The Tale of Two Tunnels idea was conceived by Dr Chris Edmonds, a lecturer at the University of Liverpool, who says: “Liverpool plays a significant role in some of the world’s largest scientific collaborations, working on questions ranging from ‘what happened at the very beginning of time’ to ‘how can we improve cancer treatment. By working together to create the story of this machine we want to welcome the people of Liverpool into this global scientific community.”

The Tale of Two Tunnels project aims to connect people of all ages with world-class accelerator science through a series of art workshops culminating in a unique exhibition. It will be inspired by CERN’s Large Hadron Collider (LHC).

Over the coming months the University of Liverpool is delivering workshops in schools and community settings to introduce the project to local communities.
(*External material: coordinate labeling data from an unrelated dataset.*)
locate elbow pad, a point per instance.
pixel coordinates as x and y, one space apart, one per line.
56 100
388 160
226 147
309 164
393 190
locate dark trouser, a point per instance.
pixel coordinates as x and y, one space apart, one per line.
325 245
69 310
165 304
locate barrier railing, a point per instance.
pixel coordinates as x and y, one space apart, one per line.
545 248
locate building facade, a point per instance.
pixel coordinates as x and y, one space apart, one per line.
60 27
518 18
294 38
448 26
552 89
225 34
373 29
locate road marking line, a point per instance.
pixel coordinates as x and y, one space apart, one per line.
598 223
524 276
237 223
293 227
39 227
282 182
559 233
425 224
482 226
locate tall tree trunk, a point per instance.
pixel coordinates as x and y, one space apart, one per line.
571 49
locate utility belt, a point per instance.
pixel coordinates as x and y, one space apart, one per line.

Academics and physics students will tell the story of accelerators by drawing parallels between the tunnels of the Large Hadron Collider and Wirral loop line in Liverpool. Participants will then put forward their own ideas of what they think the final exhibition should include.

The full trail is due to open in summer 2019, and it will bring the idea of an accelerator in Liverpool city centre to life, within the Wirral loop line. Exhibits will be on display at six venues, each investigating a different aspect of particle accelerators.

Map of the exhibition. (Image: University of Liverpool)

The route, which includes Liverpool Lime Street station, Liverpool’s World Museum and the Victoria Gallery & Museum, will feature interactive installations. An app will enable visitors to find out more about the big questions about the universe that Liverpool scientists are exploring through particle accelerators, such as the LHC. It will also provide background information on accelerator science.

Professor Carsten Welsch, Head of Physics at the University of Liverpool, said: “Particle physics is our generation’s equivalent of space exploration. It has the potential to change the world and requires ‘atom smashers’ that are at the cutting edge of technology. The world-wide accelerator community is pushing the limits of current technologies and is already thinking about projects that may become reality in 10 or 20 years. The Tale of Two Tunnels project creates an important link to the wider community and will help create better awareness of the importance of accelerators. There are also other important local links: Right here in the Wirral, the Clatterbridge Cancer Centre was the world’s first hospital-based proton beam therapy facility and a new ion therapy facility is currently being built.”

The Tale of Two Tunnels is a collaboration between the University of Liverpool and local organisations including Merseyrail, World Museum, Victoria Gallery & Museum and FACT. It receives funding from the STFC.